According to the other comments, this is a bug in Python 3.8 (and still present in Python 3.10).

I tried to follow user1077915's solution but couldn't. Reading more, I've found turicas' solution and, besides this fix works only in Linux, it's fine to me.

The whole code with example is here: https://bugs.python.org/file49859/mprt_monkeypatch.py

As far as I understand, this code is kind of hacking Python's multiprocessing library, so an update to Python's version may eventually break the code.

For convenience, below is the full code, with an example. I tested it with success with Python 3.8.10 and Python 3.10.7 in Ubuntu for Windows.
I'm just sharing the code here. All credits go to the author.

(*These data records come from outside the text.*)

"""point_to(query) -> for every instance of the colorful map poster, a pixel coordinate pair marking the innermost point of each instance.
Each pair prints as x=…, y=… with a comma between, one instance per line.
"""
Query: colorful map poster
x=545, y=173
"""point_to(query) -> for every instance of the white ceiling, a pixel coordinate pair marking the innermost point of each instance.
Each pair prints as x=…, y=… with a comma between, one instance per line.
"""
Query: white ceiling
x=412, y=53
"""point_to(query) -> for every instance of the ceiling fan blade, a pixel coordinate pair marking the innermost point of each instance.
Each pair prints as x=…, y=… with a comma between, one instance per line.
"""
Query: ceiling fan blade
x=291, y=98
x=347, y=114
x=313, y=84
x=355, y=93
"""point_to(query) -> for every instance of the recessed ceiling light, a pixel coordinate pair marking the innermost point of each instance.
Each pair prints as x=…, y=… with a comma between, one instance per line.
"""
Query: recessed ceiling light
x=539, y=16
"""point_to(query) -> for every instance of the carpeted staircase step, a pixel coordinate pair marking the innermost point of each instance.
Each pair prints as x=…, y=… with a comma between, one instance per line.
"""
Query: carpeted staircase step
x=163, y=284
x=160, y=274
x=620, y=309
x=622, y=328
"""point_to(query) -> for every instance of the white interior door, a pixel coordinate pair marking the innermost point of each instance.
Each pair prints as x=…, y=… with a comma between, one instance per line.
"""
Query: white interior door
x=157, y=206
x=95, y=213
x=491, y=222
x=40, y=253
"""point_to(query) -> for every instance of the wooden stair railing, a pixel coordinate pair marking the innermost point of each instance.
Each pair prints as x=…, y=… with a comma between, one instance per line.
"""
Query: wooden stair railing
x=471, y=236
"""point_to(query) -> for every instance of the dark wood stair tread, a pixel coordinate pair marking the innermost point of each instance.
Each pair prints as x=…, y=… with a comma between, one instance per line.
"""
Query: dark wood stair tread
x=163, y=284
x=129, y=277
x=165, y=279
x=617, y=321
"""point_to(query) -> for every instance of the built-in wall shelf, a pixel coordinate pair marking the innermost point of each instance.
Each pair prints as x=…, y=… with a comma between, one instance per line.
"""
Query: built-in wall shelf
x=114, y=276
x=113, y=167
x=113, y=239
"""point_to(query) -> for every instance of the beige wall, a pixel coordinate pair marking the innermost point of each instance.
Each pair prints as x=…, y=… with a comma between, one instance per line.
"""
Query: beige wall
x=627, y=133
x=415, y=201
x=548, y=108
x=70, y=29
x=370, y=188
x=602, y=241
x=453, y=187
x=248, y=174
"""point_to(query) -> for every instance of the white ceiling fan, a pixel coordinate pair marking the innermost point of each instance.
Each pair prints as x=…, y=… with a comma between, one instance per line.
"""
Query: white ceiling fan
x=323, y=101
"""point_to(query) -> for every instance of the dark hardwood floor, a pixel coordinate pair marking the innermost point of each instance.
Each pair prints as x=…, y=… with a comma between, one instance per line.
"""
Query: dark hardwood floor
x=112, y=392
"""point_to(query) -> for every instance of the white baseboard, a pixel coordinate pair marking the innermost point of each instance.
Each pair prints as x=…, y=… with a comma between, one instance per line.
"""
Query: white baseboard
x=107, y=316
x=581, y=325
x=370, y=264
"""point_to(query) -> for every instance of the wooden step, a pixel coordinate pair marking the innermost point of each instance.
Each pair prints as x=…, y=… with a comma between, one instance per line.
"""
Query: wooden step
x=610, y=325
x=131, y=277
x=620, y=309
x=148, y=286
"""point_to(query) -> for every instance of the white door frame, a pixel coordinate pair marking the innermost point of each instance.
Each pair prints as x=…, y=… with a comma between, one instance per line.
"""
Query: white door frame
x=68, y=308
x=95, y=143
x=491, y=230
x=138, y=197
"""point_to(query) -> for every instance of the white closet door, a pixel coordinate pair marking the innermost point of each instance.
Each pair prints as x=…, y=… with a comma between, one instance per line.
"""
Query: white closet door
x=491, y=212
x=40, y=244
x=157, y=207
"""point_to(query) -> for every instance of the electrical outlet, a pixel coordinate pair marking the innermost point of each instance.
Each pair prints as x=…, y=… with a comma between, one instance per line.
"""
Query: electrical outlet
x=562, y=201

from multiprocessing import Process, resource_tracker
from multiprocessing.shared_memory import SharedMemory


def remove_shm_from_resource_tracker():
    """Monkey-patch multiprocessing.resource_tracker so SharedMemory won't be tracked

    More details at: https://bugs.python.org/issue38119
    """

    def fix_register(name, rtype):
        if rtype == "shared_memory":
            return
        return resource_tracker._resource_tracker.register(self, name, rtype)
    resource_tracker.register = fix_register

    def fix_unregister(name, rtype):
        if rtype == "shared_memory":
            return
        return resource_tracker._resource_tracker.unregister(self, name, rtype)
    resource_tracker.unregister = fix_unregister

    if "shared_memory" in resource_tracker._CLEANUP_FUNCS:
        del resource_tracker._CLEANUP_FUNCS["shared_memory"]


def create_shm():
    remove_shm_from_resource_tracker()

    print("create_shm started")
    shared_mem = SharedMemory(create=True, size=1024, name="python_testshm")
    shared_mem.buf.obj.write(b"X" * 1024)
    shared_mem.close()
    print("create_shm finished")

def destroy_shm():
    remove_shm_from_resource_tracker()

    print("destroy_shm started")
    shared_mem = SharedMemory(create=False, name="python_testshm")
    result = shared_mem.buf.tobytes()
    shared_mem.close()
    shared_mem.unlink()
    print("destroy_shm finished")

def main():
    p1 = Process(target=create_shm)
    p1.start()
    p1.join()
    p2 = Process(target=destroy_shm)
    p2.start()
    p2.join()


if __name__ == "__main__":
    main()